「いま一番おすすめの自作MACOS PCパーツ構成」という記事を書いてから1年経ってしまいました。状況が色々変化しているので2021年版として更新します。前回同様、「一番」と言うお題なので、無理して一つ選んで、その後に言い訳や代替案を書きました。ご意見・ご異論あると思いますのでコメントでお知らせください。
なお、いろいろな作例をBUIDSのカテゴリーでまとめてあります。またUSER BUILDSのFORUMに皆さんからお寄せいただいた多数の作例が集まっています。参考になさってください。
逆風の1年
思い返せばこの1年は色々ありました。まずはM1 Macが実際に発売されて大評判でした。CPU性能が予想以上に優れていて、iGPUもIntel内蔵GPUに比べたら圧倒的に高性能でした。
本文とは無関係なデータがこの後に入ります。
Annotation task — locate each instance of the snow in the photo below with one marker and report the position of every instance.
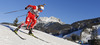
(87, 36)
(7, 37)
(49, 19)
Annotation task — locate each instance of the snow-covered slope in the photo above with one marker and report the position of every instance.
(49, 19)
(7, 37)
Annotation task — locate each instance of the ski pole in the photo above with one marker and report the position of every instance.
(14, 11)
(22, 15)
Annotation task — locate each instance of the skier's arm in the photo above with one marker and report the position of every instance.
(37, 16)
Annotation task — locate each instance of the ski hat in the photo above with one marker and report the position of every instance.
(41, 6)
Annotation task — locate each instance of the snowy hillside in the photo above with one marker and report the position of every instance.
(49, 19)
(87, 33)
(7, 37)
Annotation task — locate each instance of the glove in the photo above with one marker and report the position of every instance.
(37, 16)
(25, 8)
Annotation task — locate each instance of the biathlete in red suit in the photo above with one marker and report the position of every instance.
(32, 16)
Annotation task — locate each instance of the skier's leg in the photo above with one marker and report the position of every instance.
(19, 27)
(28, 21)
(33, 22)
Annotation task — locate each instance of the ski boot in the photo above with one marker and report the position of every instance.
(30, 32)
(16, 30)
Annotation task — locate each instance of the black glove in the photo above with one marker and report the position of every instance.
(25, 8)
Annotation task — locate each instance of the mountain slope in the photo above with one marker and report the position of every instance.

Mac mini全モデル, MacBook下位モデル、iMac下位モデルはM1に置き換わるとは予想していましたが、これだけM1の性能・評判が良いと、Mac上位機種は今のままでしばらくは更新されないかもしれません。その結果、メインストリームIntel CPU搭載のMacはもう発表されない可能性もあります。とはいえ今のM1は拡張性が無いので、Intel CPUで自作するメリットはまだあると思います。将来のmacOSではIntel CPUが使えなくなる予定ですが、次世代のMac ProもXeon W-3300シリーズだという噂もあります。まだしばらくは、macOSでのIntel CPUサポートは継続されると思います。
もう一つは、マイニングブーム再燃と半導体不足の影響で、グラフィックスボードが高騰していることです。多少は市場が落ち着きつつあるようですが、それでもまだまだ高価です。Radeon RX570/RX580の中古ですら3万円〜4万円で取引されている状況です。Windowsで自作する人たちを含めて、自作PCに向いていない時期です。
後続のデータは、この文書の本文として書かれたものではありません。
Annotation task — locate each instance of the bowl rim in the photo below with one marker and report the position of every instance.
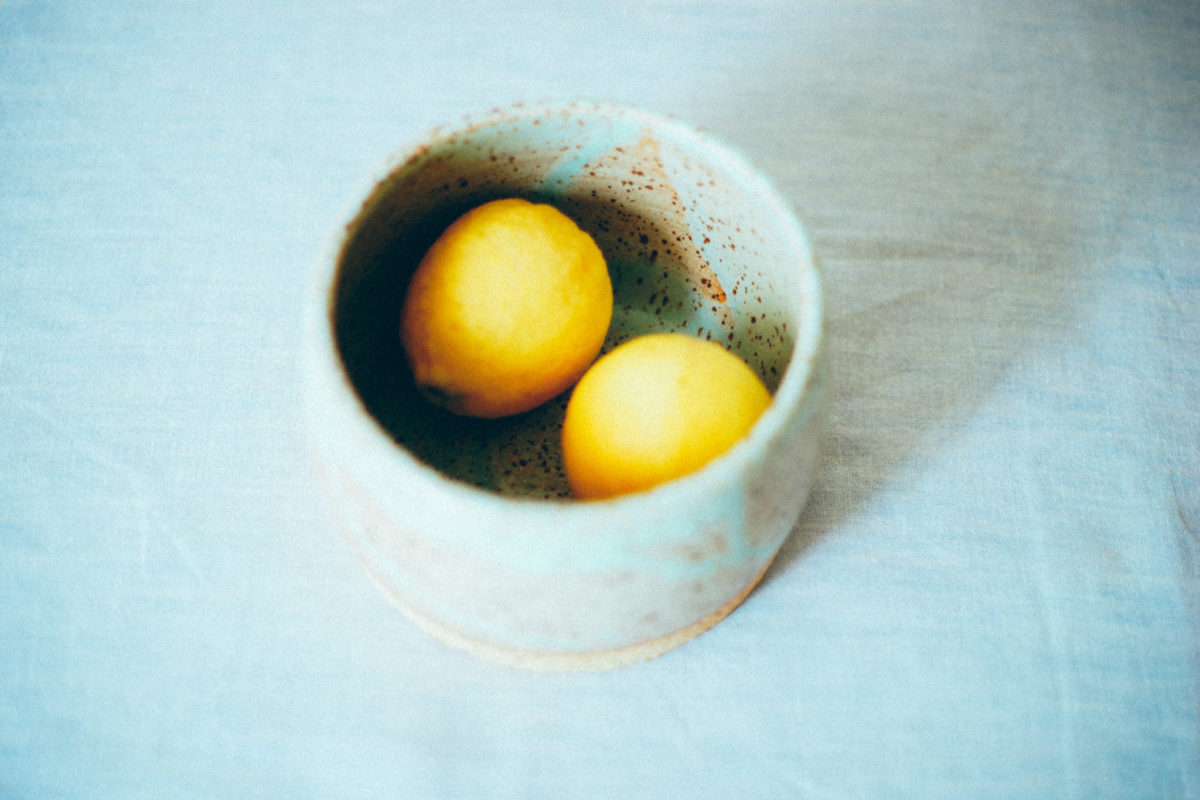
(324, 362)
そのような状況ですが、お勧めの自作最新パーツ構成を考えてみます。
CPU: Intel Core i9-10850K または 10900K
現行のMac製品の中で最新Intel CPUを搭載しているのがiMac20,1と20,2です。Intelの第10世代CPU (Comet Lake-S) である10500, 10600, 10700K, 10910を搭載しています。このうち市販されているCPUは10500, 10600, 10700Kですので、これらを使用すれば、実機と同じCPUで自作できます。10910は、Appleが特注したCPUらしく、市販されていません。後述のように10910は、10900Kより若干低い性能で、10850Kと同等性能のようです。10900Kより性能が下がっているのですが、下位モデルと思われたくなくて数字を上げて10910としたのではないかと勘ぐってます。ということで、10850K, 10900Kなども問題なく動くと思われます。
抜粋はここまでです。